If you assigned your proxy to WMOwners in 2017 or 2018, then your three year proxy to WMowners will still be in effect for this election. If you assigned to them in 2016 - but not since then - it should expire right before the election, as it is for three years, and not three election cycles (since most people sign the proxy prior to the current election).


----------



## PClapham (Sep 3, 2019)

ecwinch said:


> As far as I know, WMOwners has yet to select a candidate to endorse. Myle Hammond - who they endorsed the past three election cycles - did not run this year.
> 
> If you assigned your proxy to WMOwners in 2017 or 2018, then your three year proxy to WMowners will still be in effect for this election. If you assigned to them in 2016 - but not since then - it should expire right before the election, as it is for three years, and not three election cycles (since most people sign the proxy prior to the current election).


So really no info?  Is the website wmowners.com now unused?
Anita


----------



## geist1223 (Sep 3, 2019)

I think management is still analysing and discussing the decision.


----------



## CO skier (Sep 4, 2019)

PClapham said:


> i checked on Wmowners.com and all I could find was 2017.





PClapham said:


> So really no info?  Is the website wmowners.com now unused?
> Anita


I guess that sums it up.


----------



## ecwinch (Sep 4, 2019)

The comment about wmowners.com being unused is not accurate. WMOwners is still an active forum with very dedicated volunteer moderators and daily postings. Yes, some of their mojo has been displaced by Facebook groups - a trend I suspect plays out with most BBS style forums. 

I personally visit the site at least every other day, and it is still a very useful site for WM info.


----------



## LisaH (Sep 5, 2019)

Well I asked questions on that forum and no one answered. I have assigned my proxy to WM Owevers Inc. on line but haven't received any confirmation email yet. Is this normal?


----------



## geerlijd (Sep 5, 2019)

LisaH said:


> Well I asked questions on that forum and no one answered. I have assigned my proxy to WM Owevers Inc. on line but haven't received any confirmation email yet. Is this normal?


The confirmation email from the WorldMark Proxy service goes to the email address you entered in the form.


----------



## LisaH (Sep 5, 2019)

geerlijd said:


> The confirmation email from the WorldMark Proxy service goes to the email address you entered in the form.


Thank you! It went into my Junk mail folder. Forwarded it to WM Owners Inc.


----------



## CO skier (Sep 6, 2019)

ecwinch said:


> The comment about wmowners.com being unused is not accurate. WMOwners is still an active forum with very dedicated volunteer moderators and daily postings. Yes, some of their mojo has been displaced by Facebook groups - a trend I suspect plays out with most BBS style forums.
> 
> I personally visit the site at least every other day, and it is still a very useful site for WM info.

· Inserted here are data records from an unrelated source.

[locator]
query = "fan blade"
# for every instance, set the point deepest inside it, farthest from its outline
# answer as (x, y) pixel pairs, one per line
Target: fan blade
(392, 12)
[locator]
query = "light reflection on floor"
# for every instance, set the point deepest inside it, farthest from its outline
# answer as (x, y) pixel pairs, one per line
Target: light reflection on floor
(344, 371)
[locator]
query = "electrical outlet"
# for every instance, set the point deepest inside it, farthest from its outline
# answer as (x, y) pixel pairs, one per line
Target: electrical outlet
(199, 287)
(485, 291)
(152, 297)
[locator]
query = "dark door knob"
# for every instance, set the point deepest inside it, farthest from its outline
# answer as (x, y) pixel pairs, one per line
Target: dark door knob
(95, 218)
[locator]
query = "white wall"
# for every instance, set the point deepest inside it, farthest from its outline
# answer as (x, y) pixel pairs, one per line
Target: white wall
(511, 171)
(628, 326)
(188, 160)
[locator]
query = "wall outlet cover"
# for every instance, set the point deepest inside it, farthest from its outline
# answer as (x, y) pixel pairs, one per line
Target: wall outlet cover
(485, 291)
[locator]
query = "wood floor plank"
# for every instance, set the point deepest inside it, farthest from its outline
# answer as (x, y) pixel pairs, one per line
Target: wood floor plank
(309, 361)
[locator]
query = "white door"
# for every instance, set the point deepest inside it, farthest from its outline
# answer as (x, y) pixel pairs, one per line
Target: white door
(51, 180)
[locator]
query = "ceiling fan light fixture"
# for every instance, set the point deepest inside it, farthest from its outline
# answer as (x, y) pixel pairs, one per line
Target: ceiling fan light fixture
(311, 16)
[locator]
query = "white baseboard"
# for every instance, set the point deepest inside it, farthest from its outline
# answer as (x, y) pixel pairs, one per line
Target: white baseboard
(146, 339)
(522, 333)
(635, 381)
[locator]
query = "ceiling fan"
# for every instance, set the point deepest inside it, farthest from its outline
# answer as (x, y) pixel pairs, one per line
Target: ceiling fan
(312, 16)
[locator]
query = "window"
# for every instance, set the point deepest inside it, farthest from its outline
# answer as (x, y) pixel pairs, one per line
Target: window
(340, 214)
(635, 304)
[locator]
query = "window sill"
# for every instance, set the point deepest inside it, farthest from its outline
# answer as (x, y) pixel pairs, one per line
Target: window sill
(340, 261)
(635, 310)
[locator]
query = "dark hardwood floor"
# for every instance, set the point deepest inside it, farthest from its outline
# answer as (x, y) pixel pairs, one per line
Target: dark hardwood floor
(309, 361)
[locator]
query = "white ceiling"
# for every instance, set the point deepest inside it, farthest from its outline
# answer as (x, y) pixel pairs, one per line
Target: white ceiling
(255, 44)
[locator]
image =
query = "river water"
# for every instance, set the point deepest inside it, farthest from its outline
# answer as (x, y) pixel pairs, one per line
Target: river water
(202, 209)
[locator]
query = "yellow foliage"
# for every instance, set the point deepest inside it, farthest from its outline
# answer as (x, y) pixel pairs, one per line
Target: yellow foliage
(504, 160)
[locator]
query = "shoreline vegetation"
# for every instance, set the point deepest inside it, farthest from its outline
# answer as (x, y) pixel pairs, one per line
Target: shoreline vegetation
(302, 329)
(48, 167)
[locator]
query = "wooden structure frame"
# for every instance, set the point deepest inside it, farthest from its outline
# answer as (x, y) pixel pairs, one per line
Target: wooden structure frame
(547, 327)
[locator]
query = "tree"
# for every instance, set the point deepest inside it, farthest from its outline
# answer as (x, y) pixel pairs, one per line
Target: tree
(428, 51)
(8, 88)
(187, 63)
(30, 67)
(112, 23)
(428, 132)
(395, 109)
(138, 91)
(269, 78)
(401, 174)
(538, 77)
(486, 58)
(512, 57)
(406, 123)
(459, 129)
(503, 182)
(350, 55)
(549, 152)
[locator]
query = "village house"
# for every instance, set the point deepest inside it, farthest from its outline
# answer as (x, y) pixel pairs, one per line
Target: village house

I think the death knell for anti-Wyndham groups in WorldMark was the passage of the restated bylaws in 2016.

Passing the bylaws required an affirmative vote from 25% of the total voting power in the Club, not just a majority of votes in the election.  25% of all owners voting to approve something in most any timeshare is next to impossible, because not enough owners vote.  How many timeshares struggle just to get a 15% quorum?

What was particularly interesting about the 2016 election is that it revised the election process.  If an owner objected to that or just objected to the fact that it was an up or down restatement of the bylaws instead of individual votes on any changes, that owner would have voted against the bylaws restatement.

What happened instead is that the Vote-No-on-bylaws-restatement-groups were steamrolled by more than 80% of owners who voted and passed the bylaws restatement, exceeding the 25% minimum of the total vote power.

This despite 3 Owner communications sent to all owners with an email address on file during the election process; most of the communications decried the bylaws restatement.


----------



## ecwinch (Sep 6, 2019)

CO skier said:


> I think the death knell for anti-Wyndham groups in WorldMark was the passage of the restated bylaws in 2016.
> 
> Passing the bylaws required an affirmative vote from 25% of the total voting power in the Club, not just a majority of votes in the election.  25% of all owners voting to approve something in most any timeshare is next to impossible, because not enough owners vote.  How many timeshares struggle just to get a 15% quorum?
> 
> ...



I fail to see how you correlate the 2016 by-law restatement to being a death knell for anti-Wyndham groups.


----------